The first iteration of a Weird Al Yankovic biopic was released in 2010 by Eric Appel and Weird Al himself. Aaron Paul portrayed the 5-time Grammy winner in a short video for Funny or Die. It starred the likes of Olivia Wilde, Gary Cole, and Patton Oswalt. It was a satirical short that was never really meant to be much more than that. Twelve years later, Appel and Yankovic are back with a fully-fleshed-out film with a new lead.
According to Yankovic, he saw Radcliffe appear on The Graham Norton Show in 2010. He picked Radcliffe when he performed Tom Lehrer’s “The Elements,” a song where he lists every element in the periodical table. In a long list of headscratchers, we are first unclear why the movie didn’t get announced until earlier this year, but here we are.
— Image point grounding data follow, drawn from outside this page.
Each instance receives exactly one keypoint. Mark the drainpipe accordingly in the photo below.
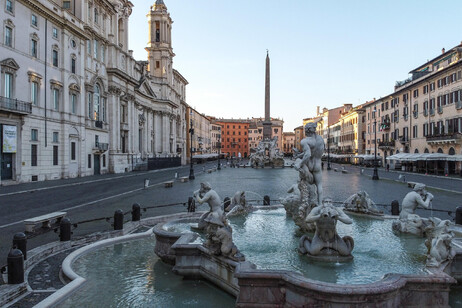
(46, 80)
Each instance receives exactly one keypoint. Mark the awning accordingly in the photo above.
(424, 156)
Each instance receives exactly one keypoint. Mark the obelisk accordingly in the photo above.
(267, 130)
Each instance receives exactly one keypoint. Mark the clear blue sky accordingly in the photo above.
(324, 53)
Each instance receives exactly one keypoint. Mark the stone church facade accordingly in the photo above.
(73, 100)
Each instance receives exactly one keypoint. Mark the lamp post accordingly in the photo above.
(328, 149)
(375, 176)
(219, 150)
(191, 131)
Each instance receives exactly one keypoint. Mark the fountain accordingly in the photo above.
(282, 267)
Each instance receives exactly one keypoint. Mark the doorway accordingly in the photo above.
(96, 164)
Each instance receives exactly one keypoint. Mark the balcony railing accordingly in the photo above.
(15, 105)
(102, 147)
(449, 137)
(404, 139)
(386, 144)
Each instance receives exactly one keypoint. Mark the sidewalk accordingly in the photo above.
(452, 184)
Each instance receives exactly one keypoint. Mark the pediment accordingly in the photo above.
(10, 63)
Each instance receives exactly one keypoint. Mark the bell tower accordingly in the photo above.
(160, 52)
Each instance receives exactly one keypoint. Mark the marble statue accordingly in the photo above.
(361, 203)
(309, 165)
(216, 212)
(218, 232)
(409, 222)
(238, 205)
(326, 242)
(307, 193)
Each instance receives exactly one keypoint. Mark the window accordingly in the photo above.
(9, 6)
(55, 97)
(55, 58)
(34, 134)
(33, 155)
(8, 89)
(95, 49)
(73, 65)
(73, 103)
(34, 93)
(55, 155)
(9, 36)
(34, 20)
(72, 150)
(96, 16)
(55, 137)
(33, 48)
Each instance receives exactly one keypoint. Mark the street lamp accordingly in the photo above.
(375, 176)
(191, 131)
(219, 150)
(328, 149)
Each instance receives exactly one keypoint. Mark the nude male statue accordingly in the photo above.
(309, 165)
(414, 199)
(216, 213)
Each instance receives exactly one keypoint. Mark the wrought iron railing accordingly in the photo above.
(15, 105)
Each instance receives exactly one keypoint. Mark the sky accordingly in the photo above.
(323, 53)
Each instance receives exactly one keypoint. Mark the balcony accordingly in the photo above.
(100, 147)
(15, 106)
(386, 145)
(444, 138)
(404, 140)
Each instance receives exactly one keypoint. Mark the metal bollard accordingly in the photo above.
(20, 242)
(136, 212)
(65, 230)
(191, 205)
(459, 215)
(15, 266)
(118, 220)
(226, 202)
(395, 208)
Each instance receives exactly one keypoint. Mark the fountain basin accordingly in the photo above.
(277, 286)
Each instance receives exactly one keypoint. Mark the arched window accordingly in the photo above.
(96, 103)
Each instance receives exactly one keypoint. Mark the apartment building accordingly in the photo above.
(74, 101)
(234, 137)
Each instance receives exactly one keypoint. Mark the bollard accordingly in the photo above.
(136, 212)
(118, 220)
(459, 215)
(191, 205)
(65, 230)
(15, 266)
(226, 202)
(20, 242)
(395, 208)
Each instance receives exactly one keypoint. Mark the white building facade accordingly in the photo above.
(73, 100)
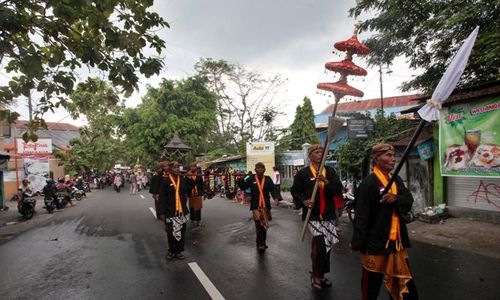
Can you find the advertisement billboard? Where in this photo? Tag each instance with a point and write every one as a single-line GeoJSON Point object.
{"type": "Point", "coordinates": [469, 139]}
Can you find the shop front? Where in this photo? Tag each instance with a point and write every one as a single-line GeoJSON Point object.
{"type": "Point", "coordinates": [469, 154]}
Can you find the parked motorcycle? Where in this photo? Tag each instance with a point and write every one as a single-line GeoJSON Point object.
{"type": "Point", "coordinates": [349, 206]}
{"type": "Point", "coordinates": [50, 200]}
{"type": "Point", "coordinates": [62, 199]}
{"type": "Point", "coordinates": [86, 187]}
{"type": "Point", "coordinates": [27, 205]}
{"type": "Point", "coordinates": [50, 203]}
{"type": "Point", "coordinates": [77, 193]}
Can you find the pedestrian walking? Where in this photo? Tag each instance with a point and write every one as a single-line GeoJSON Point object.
{"type": "Point", "coordinates": [321, 224]}
{"type": "Point", "coordinates": [154, 185]}
{"type": "Point", "coordinates": [277, 186]}
{"type": "Point", "coordinates": [172, 207]}
{"type": "Point", "coordinates": [195, 181]}
{"type": "Point", "coordinates": [260, 204]}
{"type": "Point", "coordinates": [133, 183]}
{"type": "Point", "coordinates": [380, 231]}
{"type": "Point", "coordinates": [118, 182]}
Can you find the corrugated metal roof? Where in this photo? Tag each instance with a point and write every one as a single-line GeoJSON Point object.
{"type": "Point", "coordinates": [50, 125]}
{"type": "Point", "coordinates": [370, 104]}
{"type": "Point", "coordinates": [60, 133]}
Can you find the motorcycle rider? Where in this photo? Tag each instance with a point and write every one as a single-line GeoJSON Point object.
{"type": "Point", "coordinates": [50, 190]}
{"type": "Point", "coordinates": [63, 190]}
{"type": "Point", "coordinates": [25, 188]}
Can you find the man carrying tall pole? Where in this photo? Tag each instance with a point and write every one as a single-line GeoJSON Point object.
{"type": "Point", "coordinates": [320, 210]}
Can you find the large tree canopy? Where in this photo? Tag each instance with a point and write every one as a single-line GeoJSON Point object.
{"type": "Point", "coordinates": [98, 145]}
{"type": "Point", "coordinates": [44, 43]}
{"type": "Point", "coordinates": [246, 104]}
{"type": "Point", "coordinates": [303, 129]}
{"type": "Point", "coordinates": [429, 32]}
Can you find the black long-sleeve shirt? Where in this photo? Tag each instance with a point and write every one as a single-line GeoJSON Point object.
{"type": "Point", "coordinates": [154, 184]}
{"type": "Point", "coordinates": [372, 222]}
{"type": "Point", "coordinates": [250, 182]}
{"type": "Point", "coordinates": [198, 183]}
{"type": "Point", "coordinates": [303, 185]}
{"type": "Point", "coordinates": [166, 198]}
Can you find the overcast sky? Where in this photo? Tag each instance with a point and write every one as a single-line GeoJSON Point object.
{"type": "Point", "coordinates": [293, 38]}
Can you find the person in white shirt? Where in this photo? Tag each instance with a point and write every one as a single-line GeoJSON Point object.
{"type": "Point", "coordinates": [277, 186]}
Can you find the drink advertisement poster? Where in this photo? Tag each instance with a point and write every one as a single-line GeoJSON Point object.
{"type": "Point", "coordinates": [469, 139]}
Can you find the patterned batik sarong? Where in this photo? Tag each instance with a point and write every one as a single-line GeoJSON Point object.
{"type": "Point", "coordinates": [177, 223]}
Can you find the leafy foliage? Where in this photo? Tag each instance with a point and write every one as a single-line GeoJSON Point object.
{"type": "Point", "coordinates": [245, 107]}
{"type": "Point", "coordinates": [45, 43]}
{"type": "Point", "coordinates": [98, 146]}
{"type": "Point", "coordinates": [429, 33]}
{"type": "Point", "coordinates": [186, 107]}
{"type": "Point", "coordinates": [303, 129]}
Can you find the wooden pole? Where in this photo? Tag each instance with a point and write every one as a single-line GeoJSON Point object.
{"type": "Point", "coordinates": [405, 155]}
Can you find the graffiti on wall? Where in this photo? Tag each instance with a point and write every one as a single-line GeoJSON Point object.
{"type": "Point", "coordinates": [489, 193]}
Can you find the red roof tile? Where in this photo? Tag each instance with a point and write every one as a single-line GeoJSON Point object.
{"type": "Point", "coordinates": [373, 104]}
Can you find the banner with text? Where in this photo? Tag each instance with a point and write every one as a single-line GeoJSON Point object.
{"type": "Point", "coordinates": [469, 139]}
{"type": "Point", "coordinates": [261, 152]}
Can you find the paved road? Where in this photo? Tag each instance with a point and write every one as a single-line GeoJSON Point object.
{"type": "Point", "coordinates": [111, 247]}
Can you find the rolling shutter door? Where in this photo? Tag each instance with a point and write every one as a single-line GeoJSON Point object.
{"type": "Point", "coordinates": [474, 192]}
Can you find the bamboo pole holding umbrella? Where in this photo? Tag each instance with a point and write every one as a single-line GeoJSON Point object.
{"type": "Point", "coordinates": [339, 89]}
{"type": "Point", "coordinates": [430, 111]}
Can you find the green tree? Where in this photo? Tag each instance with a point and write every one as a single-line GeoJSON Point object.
{"type": "Point", "coordinates": [98, 146]}
{"type": "Point", "coordinates": [186, 107]}
{"type": "Point", "coordinates": [45, 43]}
{"type": "Point", "coordinates": [429, 33]}
{"type": "Point", "coordinates": [303, 129]}
{"type": "Point", "coordinates": [246, 105]}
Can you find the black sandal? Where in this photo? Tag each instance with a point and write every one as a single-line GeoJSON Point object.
{"type": "Point", "coordinates": [325, 282]}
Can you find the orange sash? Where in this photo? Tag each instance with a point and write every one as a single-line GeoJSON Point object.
{"type": "Point", "coordinates": [321, 186]}
{"type": "Point", "coordinates": [260, 186]}
{"type": "Point", "coordinates": [195, 190]}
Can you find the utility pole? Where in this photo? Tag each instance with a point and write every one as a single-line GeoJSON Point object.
{"type": "Point", "coordinates": [30, 107]}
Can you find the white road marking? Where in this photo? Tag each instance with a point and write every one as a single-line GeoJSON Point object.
{"type": "Point", "coordinates": [153, 211]}
{"type": "Point", "coordinates": [207, 284]}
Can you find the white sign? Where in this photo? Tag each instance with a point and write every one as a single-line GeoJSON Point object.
{"type": "Point", "coordinates": [260, 148]}
{"type": "Point", "coordinates": [42, 146]}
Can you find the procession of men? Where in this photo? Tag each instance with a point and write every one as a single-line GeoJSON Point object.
{"type": "Point", "coordinates": [380, 232]}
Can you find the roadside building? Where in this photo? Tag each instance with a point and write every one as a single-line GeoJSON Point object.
{"type": "Point", "coordinates": [469, 153]}
{"type": "Point", "coordinates": [34, 160]}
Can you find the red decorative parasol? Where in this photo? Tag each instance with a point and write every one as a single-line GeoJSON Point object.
{"type": "Point", "coordinates": [340, 88]}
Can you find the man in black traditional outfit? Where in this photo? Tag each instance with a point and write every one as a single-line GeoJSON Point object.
{"type": "Point", "coordinates": [380, 231]}
{"type": "Point", "coordinates": [321, 224]}
{"type": "Point", "coordinates": [260, 204]}
{"type": "Point", "coordinates": [196, 186]}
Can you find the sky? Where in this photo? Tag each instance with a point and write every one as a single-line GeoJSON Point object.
{"type": "Point", "coordinates": [293, 38]}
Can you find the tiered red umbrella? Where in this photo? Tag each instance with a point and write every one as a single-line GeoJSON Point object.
{"type": "Point", "coordinates": [345, 68]}
{"type": "Point", "coordinates": [339, 90]}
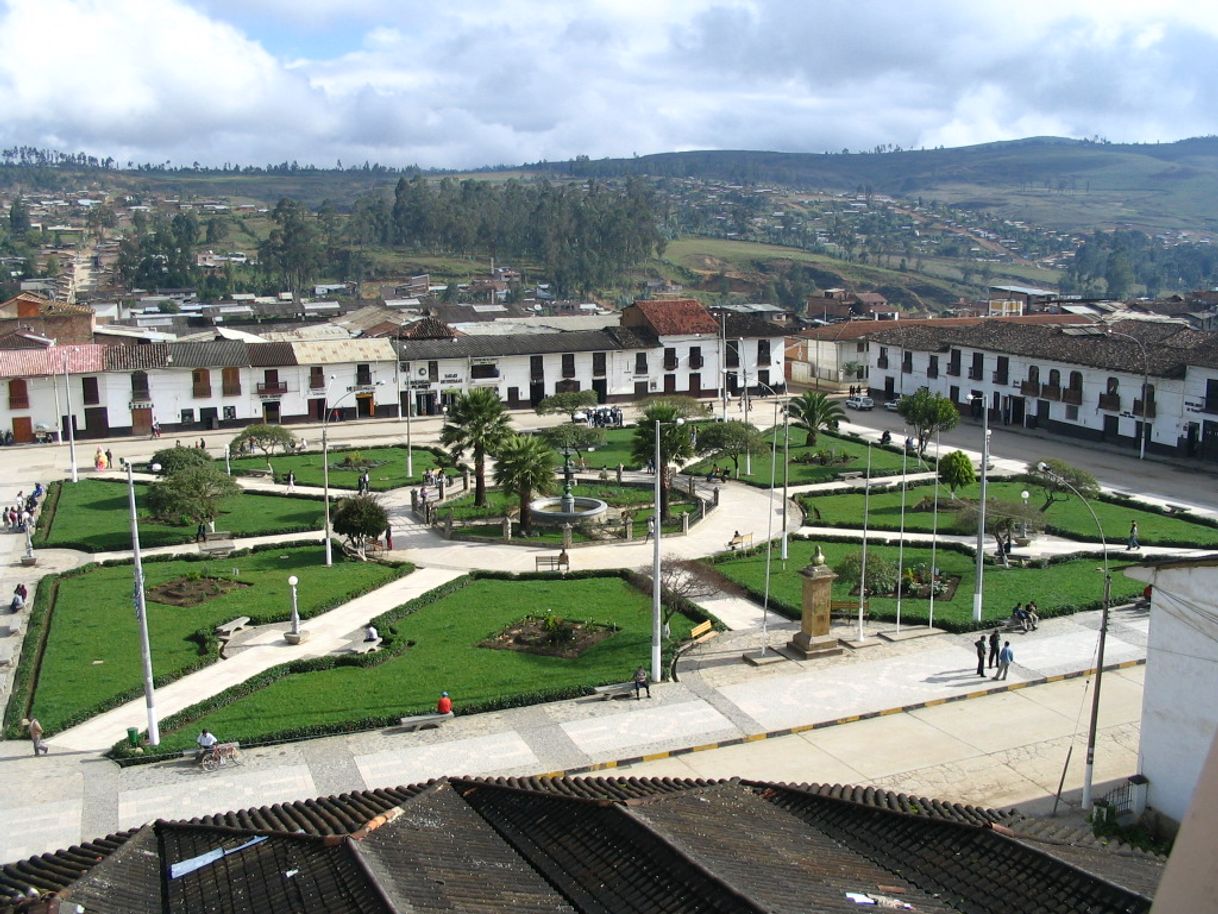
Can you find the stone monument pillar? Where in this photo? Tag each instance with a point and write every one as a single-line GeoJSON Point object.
{"type": "Point", "coordinates": [813, 639]}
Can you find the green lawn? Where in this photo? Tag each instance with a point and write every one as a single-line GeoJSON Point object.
{"type": "Point", "coordinates": [1068, 518]}
{"type": "Point", "coordinates": [94, 516]}
{"type": "Point", "coordinates": [446, 656]}
{"type": "Point", "coordinates": [93, 657]}
{"type": "Point", "coordinates": [387, 473]}
{"type": "Point", "coordinates": [1067, 584]}
{"type": "Point", "coordinates": [883, 463]}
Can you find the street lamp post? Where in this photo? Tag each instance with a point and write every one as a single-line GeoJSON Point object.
{"type": "Point", "coordinates": [141, 609]}
{"type": "Point", "coordinates": [981, 513]}
{"type": "Point", "coordinates": [1089, 769]}
{"type": "Point", "coordinates": [67, 393]}
{"type": "Point", "coordinates": [657, 612]}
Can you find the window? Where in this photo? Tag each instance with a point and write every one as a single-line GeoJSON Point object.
{"type": "Point", "coordinates": [200, 383]}
{"type": "Point", "coordinates": [18, 395]}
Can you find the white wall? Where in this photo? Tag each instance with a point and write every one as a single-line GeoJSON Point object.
{"type": "Point", "coordinates": [1180, 695]}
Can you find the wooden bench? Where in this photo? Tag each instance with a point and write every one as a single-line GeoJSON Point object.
{"type": "Point", "coordinates": [560, 562]}
{"type": "Point", "coordinates": [739, 541]}
{"type": "Point", "coordinates": [229, 629]}
{"type": "Point", "coordinates": [424, 722]}
{"type": "Point", "coordinates": [615, 690]}
{"type": "Point", "coordinates": [217, 549]}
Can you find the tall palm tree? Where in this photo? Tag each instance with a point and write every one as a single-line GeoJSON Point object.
{"type": "Point", "coordinates": [476, 422]}
{"type": "Point", "coordinates": [816, 413]}
{"type": "Point", "coordinates": [525, 464]}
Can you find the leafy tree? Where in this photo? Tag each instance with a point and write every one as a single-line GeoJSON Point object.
{"type": "Point", "coordinates": [730, 441]}
{"type": "Point", "coordinates": [570, 402]}
{"type": "Point", "coordinates": [475, 422]}
{"type": "Point", "coordinates": [676, 441]}
{"type": "Point", "coordinates": [525, 466]}
{"type": "Point", "coordinates": [1055, 478]}
{"type": "Point", "coordinates": [176, 458]}
{"type": "Point", "coordinates": [815, 412]}
{"type": "Point", "coordinates": [195, 494]}
{"type": "Point", "coordinates": [956, 471]}
{"type": "Point", "coordinates": [264, 438]}
{"type": "Point", "coordinates": [576, 438]}
{"type": "Point", "coordinates": [927, 413]}
{"type": "Point", "coordinates": [359, 518]}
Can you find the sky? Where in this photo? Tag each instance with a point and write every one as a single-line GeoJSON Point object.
{"type": "Point", "coordinates": [467, 83]}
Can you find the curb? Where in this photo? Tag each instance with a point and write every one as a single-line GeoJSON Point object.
{"type": "Point", "coordinates": [823, 724]}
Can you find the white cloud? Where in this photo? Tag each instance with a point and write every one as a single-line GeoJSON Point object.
{"type": "Point", "coordinates": [478, 82]}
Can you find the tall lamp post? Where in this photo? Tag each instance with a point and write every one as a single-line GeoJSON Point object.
{"type": "Point", "coordinates": [141, 609]}
{"type": "Point", "coordinates": [657, 611]}
{"type": "Point", "coordinates": [981, 513]}
{"type": "Point", "coordinates": [1089, 769]}
{"type": "Point", "coordinates": [67, 393]}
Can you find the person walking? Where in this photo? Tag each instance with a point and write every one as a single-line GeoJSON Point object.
{"type": "Point", "coordinates": [35, 736]}
{"type": "Point", "coordinates": [1005, 658]}
{"type": "Point", "coordinates": [641, 683]}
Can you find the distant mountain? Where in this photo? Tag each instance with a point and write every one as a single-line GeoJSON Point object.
{"type": "Point", "coordinates": [1071, 184]}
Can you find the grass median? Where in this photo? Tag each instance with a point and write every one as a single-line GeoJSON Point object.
{"type": "Point", "coordinates": [94, 516]}
{"type": "Point", "coordinates": [446, 653]}
{"type": "Point", "coordinates": [91, 655]}
{"type": "Point", "coordinates": [1059, 588]}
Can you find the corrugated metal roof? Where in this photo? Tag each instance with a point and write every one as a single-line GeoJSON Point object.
{"type": "Point", "coordinates": [219, 354]}
{"type": "Point", "coordinates": [337, 351]}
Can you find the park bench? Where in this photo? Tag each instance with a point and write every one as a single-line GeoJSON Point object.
{"type": "Point", "coordinates": [216, 549]}
{"type": "Point", "coordinates": [424, 722]}
{"type": "Point", "coordinates": [615, 690]}
{"type": "Point", "coordinates": [739, 541]}
{"type": "Point", "coordinates": [229, 629]}
{"type": "Point", "coordinates": [560, 562]}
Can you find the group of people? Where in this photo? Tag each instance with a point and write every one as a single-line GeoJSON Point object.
{"type": "Point", "coordinates": [604, 417]}
{"type": "Point", "coordinates": [1000, 658]}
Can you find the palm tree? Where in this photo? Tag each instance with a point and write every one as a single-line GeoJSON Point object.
{"type": "Point", "coordinates": [476, 422]}
{"type": "Point", "coordinates": [815, 412]}
{"type": "Point", "coordinates": [525, 464]}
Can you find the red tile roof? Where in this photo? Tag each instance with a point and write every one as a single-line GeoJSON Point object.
{"type": "Point", "coordinates": [676, 317]}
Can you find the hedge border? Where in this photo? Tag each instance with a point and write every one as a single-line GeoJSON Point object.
{"type": "Point", "coordinates": [391, 648]}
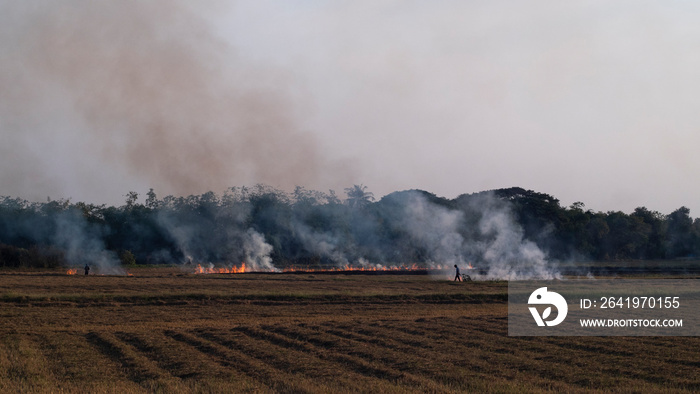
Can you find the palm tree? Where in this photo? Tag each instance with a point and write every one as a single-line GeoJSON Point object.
{"type": "Point", "coordinates": [358, 196]}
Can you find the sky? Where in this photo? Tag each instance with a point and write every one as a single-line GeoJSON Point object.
{"type": "Point", "coordinates": [591, 101]}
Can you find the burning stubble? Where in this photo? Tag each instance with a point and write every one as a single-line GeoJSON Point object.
{"type": "Point", "coordinates": [152, 92]}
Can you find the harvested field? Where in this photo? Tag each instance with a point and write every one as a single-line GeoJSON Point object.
{"type": "Point", "coordinates": [165, 331]}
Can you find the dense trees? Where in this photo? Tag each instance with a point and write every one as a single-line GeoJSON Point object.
{"type": "Point", "coordinates": [265, 226]}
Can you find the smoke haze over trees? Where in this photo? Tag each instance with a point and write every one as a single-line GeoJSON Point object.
{"type": "Point", "coordinates": [512, 232]}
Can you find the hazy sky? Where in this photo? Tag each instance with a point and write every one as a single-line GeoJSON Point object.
{"type": "Point", "coordinates": [592, 101]}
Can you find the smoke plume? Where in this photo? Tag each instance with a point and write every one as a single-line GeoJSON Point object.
{"type": "Point", "coordinates": [148, 89]}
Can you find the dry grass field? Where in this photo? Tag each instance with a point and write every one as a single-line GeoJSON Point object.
{"type": "Point", "coordinates": [166, 331]}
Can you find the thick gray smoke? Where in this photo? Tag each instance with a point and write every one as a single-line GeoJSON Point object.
{"type": "Point", "coordinates": [483, 233]}
{"type": "Point", "coordinates": [148, 90]}
{"type": "Point", "coordinates": [83, 245]}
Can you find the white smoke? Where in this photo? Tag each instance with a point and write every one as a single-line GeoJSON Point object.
{"type": "Point", "coordinates": [83, 245]}
{"type": "Point", "coordinates": [257, 252]}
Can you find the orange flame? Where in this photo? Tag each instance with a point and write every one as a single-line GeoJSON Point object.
{"type": "Point", "coordinates": [237, 270]}
{"type": "Point", "coordinates": [220, 270]}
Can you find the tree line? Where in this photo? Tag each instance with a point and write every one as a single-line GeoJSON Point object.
{"type": "Point", "coordinates": [274, 228]}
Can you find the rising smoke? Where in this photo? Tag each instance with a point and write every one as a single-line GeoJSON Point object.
{"type": "Point", "coordinates": [147, 89]}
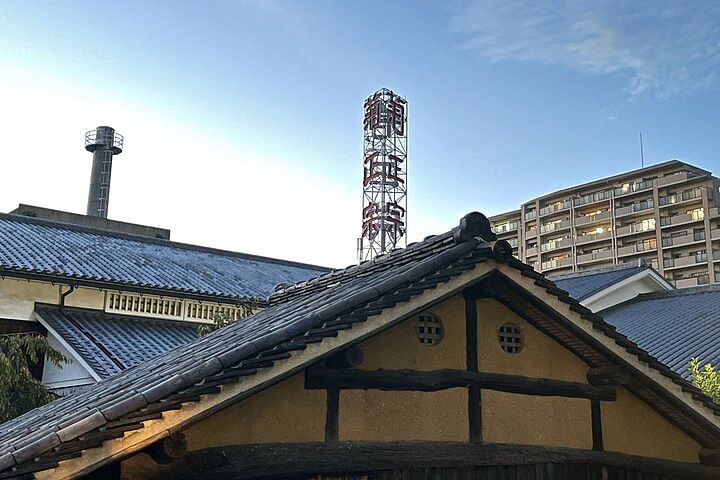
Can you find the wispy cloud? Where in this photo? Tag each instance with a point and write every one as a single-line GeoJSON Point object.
{"type": "Point", "coordinates": [662, 47]}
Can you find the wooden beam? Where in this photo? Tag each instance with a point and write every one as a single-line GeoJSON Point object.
{"type": "Point", "coordinates": [608, 375]}
{"type": "Point", "coordinates": [710, 456]}
{"type": "Point", "coordinates": [283, 460]}
{"type": "Point", "coordinates": [596, 421]}
{"type": "Point", "coordinates": [432, 381]}
{"type": "Point", "coordinates": [471, 357]}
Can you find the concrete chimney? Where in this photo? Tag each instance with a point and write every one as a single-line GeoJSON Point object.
{"type": "Point", "coordinates": [103, 142]}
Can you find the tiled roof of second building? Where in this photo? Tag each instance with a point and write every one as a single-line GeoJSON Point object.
{"type": "Point", "coordinates": [61, 251]}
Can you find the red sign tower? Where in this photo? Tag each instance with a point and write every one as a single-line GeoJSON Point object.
{"type": "Point", "coordinates": [384, 174]}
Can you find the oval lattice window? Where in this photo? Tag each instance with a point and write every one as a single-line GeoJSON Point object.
{"type": "Point", "coordinates": [429, 329]}
{"type": "Point", "coordinates": [510, 338]}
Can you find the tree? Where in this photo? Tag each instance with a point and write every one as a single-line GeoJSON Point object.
{"type": "Point", "coordinates": [20, 392]}
{"type": "Point", "coordinates": [706, 378]}
{"type": "Point", "coordinates": [224, 318]}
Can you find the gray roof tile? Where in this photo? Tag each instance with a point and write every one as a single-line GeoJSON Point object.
{"type": "Point", "coordinates": [674, 325]}
{"type": "Point", "coordinates": [42, 247]}
{"type": "Point", "coordinates": [112, 343]}
{"type": "Point", "coordinates": [584, 284]}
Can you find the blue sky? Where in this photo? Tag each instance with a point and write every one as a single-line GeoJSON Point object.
{"type": "Point", "coordinates": [243, 118]}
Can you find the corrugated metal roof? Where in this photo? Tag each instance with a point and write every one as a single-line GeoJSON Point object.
{"type": "Point", "coordinates": [674, 325]}
{"type": "Point", "coordinates": [113, 343]}
{"type": "Point", "coordinates": [582, 285]}
{"type": "Point", "coordinates": [48, 248]}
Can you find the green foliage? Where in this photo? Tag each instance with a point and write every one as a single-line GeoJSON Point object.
{"type": "Point", "coordinates": [19, 390]}
{"type": "Point", "coordinates": [706, 378]}
{"type": "Point", "coordinates": [222, 319]}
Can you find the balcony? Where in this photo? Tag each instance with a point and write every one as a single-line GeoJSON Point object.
{"type": "Point", "coordinates": [686, 196]}
{"type": "Point", "coordinates": [592, 198]}
{"type": "Point", "coordinates": [684, 239]}
{"type": "Point", "coordinates": [693, 281]}
{"type": "Point", "coordinates": [687, 261]}
{"type": "Point", "coordinates": [637, 248]}
{"type": "Point", "coordinates": [635, 228]}
{"type": "Point", "coordinates": [674, 178]}
{"type": "Point", "coordinates": [595, 237]}
{"type": "Point", "coordinates": [555, 207]}
{"type": "Point", "coordinates": [594, 257]}
{"type": "Point", "coordinates": [579, 221]}
{"type": "Point", "coordinates": [635, 207]}
{"type": "Point", "coordinates": [629, 188]}
{"type": "Point", "coordinates": [555, 226]}
{"type": "Point", "coordinates": [552, 264]}
{"type": "Point", "coordinates": [556, 244]}
{"type": "Point", "coordinates": [505, 228]}
{"type": "Point", "coordinates": [681, 219]}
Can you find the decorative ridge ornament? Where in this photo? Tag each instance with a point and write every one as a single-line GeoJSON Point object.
{"type": "Point", "coordinates": [474, 225]}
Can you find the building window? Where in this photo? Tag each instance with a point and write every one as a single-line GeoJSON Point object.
{"type": "Point", "coordinates": [510, 338]}
{"type": "Point", "coordinates": [429, 329]}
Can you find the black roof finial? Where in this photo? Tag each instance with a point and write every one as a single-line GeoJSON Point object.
{"type": "Point", "coordinates": [474, 225]}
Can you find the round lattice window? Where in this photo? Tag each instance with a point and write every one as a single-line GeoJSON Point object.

Another puzzling detail that stands out is its length of shooting. Following Yankovic’s Instagram posts, the shooting only took sixteen days. Most films take months, if not years, to film. It is a Roku Original film, which we didn’t even know was a thing that Roku did until today. All clues point to this being a smaller budget and shorter film.
The film’s casting is also something to note. Radcliffe replaces Paul as Yankovic (Paul was set to cameo but contracted COVID-19 during filming), Evan Rachel Wood replaces Olivia Wilde as Madonna, and Rainn Wilson replaces Oswalt as radio personality Dr. Demento.
It is fully understandable that Madonna has a big part in this film, due to Wilde’s portrayal being the love interest and Yankovic’s popular cover of “Like A Surgeon.” However, does their relationship go further than that? Additionally, if you go through the cast there’s a part for Hulk Hogan. How come there’s a Hulk Hogan appearance but no role for a Michael Jackson appearance, who was arguably Yankovic’s most popular parody “victim?”
Maybe we’re thinking too much into this movie or expecting too much but there are a lot of questions floating around the supposed feature-length film. Vibration and our readers will just have to wait until the movie releases on Roku this fall.